AEMO publishes dispatch and predispatch data via REST API (AEMO’s Market Data API). This is your primary ingestion path.

AEMO Market Data API

Python/Node.js Lambda (every 5 minutes)

S3 (Bronze layer, partitioned by timestamp)

DuckDB / Apache Spark (transformation)

Parquet (Silver layer)

A simple AWS Lambda function polls the API every 5 minutes, fetches the latest dispatch record, and writes it to S3 as JSON. Partition the bucket by date and hour: s3://aemo-bronze/dispatch/2024-01-15/hour=14/. This keeps queries fast and costs low.

FTP Fallback for Gas Data

AEMO’s gas bulletin board uses FTP. Set up an EC2 instance or Lambda to SFTP-pull files daily, decompress them, and land them in bronze. Gas data has a 24-hour lag, so daily ingestion is sufficient.

Handling Republications and Corrections

AEMO sometimes republishes dispatch records within 10 minutes of the original publication (to correct a data quality issue). Your ingestion logic must detect and deduplicate these.

Store a manifest file in S3 for each dispatch interval:

{
  "interval_datetime": "2024-01-15T14:05:00Z",
  "aemo_record_id": "NEM_DISP_20240115_1405_001",
  "published_at": "2024-01-15T14:05:47Z",
  "republished": false
}

If AEMO republishes, update the manifest with republished: true and the new timestamp. Your silver-layer transformation logic checks this manifest and only processes the latest version.

Transformation: From Raw to Queryable

Parsing AEMO XML

AEMO’s dispatch data arrives in a verbose XML format. A typical dispatch record is 50 KB; the NEM has 300+ units, so each dispatch is ~15 MB total.

Use Apache Spark or DuckDB to parse this at scale. Here’s a DuckDB example:

COPY (
  SELECT
    dispatch_interval_datetime,
    duid,
    unit_type,
    dispatch_mw,
    price_floor,
    price_cap,
    current_timestamp() as ingested_at
  FROM read_xml_auto('s3://aemo-bronze/dispatch/2024-01-15/hour=14/*.xml')
)
TO 's3://aemo-silver/dispatch/2024-01-15/hour=14/' (FORMAT PARQUET, PARTITION_BY (dispatch_interval_datetime))

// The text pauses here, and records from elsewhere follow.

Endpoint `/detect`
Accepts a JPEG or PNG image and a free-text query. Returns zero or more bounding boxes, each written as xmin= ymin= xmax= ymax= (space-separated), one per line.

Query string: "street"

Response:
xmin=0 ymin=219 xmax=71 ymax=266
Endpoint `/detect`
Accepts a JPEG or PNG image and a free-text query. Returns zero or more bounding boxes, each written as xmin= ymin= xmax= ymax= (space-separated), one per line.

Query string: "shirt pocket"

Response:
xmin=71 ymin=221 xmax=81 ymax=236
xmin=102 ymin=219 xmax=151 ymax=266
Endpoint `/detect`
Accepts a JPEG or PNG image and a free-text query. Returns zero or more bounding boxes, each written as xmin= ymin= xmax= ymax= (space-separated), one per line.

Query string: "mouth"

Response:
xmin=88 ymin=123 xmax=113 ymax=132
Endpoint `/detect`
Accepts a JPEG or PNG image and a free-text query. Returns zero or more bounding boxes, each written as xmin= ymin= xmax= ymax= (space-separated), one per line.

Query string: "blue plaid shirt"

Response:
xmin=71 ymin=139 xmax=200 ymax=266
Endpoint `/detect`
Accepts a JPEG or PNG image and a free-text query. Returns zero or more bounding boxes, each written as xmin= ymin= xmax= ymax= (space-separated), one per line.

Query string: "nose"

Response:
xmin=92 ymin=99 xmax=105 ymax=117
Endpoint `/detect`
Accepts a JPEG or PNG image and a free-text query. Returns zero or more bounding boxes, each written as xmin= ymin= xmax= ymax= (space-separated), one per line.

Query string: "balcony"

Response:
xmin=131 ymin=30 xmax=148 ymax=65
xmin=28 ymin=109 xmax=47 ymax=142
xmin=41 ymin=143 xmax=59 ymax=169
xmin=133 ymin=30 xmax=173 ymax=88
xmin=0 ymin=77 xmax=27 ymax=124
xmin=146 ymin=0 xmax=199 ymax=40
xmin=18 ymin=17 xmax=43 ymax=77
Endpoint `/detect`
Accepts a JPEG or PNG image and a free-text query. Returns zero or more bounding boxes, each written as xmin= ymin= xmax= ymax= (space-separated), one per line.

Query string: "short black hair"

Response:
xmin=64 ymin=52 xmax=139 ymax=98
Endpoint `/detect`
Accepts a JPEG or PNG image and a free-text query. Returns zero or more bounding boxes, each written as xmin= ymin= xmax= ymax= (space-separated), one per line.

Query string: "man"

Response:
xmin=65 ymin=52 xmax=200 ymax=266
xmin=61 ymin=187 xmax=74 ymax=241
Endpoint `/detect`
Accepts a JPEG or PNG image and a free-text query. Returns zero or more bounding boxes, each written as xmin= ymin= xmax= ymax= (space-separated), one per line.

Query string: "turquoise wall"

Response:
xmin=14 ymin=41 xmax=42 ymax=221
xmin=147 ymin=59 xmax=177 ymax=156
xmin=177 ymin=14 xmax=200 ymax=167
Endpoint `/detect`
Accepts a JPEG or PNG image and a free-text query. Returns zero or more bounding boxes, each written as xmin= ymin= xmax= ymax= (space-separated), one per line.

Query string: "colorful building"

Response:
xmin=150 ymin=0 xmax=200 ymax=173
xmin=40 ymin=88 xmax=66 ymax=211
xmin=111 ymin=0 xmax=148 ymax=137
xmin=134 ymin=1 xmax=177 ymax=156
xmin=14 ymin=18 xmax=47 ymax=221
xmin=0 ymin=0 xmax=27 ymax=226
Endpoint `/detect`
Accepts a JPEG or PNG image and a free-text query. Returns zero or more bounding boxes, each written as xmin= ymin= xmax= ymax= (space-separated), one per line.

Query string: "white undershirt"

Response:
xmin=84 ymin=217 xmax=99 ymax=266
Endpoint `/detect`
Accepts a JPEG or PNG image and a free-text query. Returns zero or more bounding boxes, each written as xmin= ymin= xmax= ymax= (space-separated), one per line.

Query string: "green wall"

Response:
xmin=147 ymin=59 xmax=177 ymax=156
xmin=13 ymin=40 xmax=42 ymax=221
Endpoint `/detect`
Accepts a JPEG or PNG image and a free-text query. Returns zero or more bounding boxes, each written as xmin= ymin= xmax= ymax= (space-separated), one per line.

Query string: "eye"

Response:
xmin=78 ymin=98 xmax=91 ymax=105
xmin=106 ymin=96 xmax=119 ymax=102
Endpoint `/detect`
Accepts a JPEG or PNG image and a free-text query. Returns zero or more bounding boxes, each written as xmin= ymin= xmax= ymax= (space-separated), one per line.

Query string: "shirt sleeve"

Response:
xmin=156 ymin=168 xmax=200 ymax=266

This converts 15 MB of XML into 2–3 MB of Parquet (80% compression). Store it in silver, partitioned by dispatch interval.

Calculating Market Indicators

Once data is in silver, calculate gold-layer metrics. For a trader dashboard, you need:

Spot Price by Region: Average dispatch price across all units in NSW, VIC, QLD, SA, and TAS.

CREATE TABLE aemo_gold.spot_price_by_region AS
SELECT
  dispatch_interval_datetime,
  region_id,
  AVG(price_floor) as spot_price,
  STDDEV_POP(price_floor) as price_volatility,
  COUNT(DISTINCT duid) as active_units
FROM aemo_silver.dispatch
GROUP BY dispatch_interval_datetime, region_id
ORDER BY dispatch_interval_datetime DESC;

30-Minute Rolling Average: Smooth five-minute dispatch data to 30-minute intervals for forecasting.

CREATE TABLE aemo_gold.rolling_30min_price AS
SELECT
  region_id,
  DATE_TRUNC('30 minutes', dispatch_interval_datetime) as interval_30min,
  AVG(spot_price) as avg_price_30min,
  MAX(spot_price) as max_price_30min,
  MIN(spot_price) as min_price_30min
FROM aemo_gold.spot_price_by_region
GROUP BY region_id, DATE_TRUNC('30 minutes', dispatch_interval_datetime);

Rooftop Solar Penetration: Combine AEMO rooftop solar data with total demand to calculate solar’s contribution.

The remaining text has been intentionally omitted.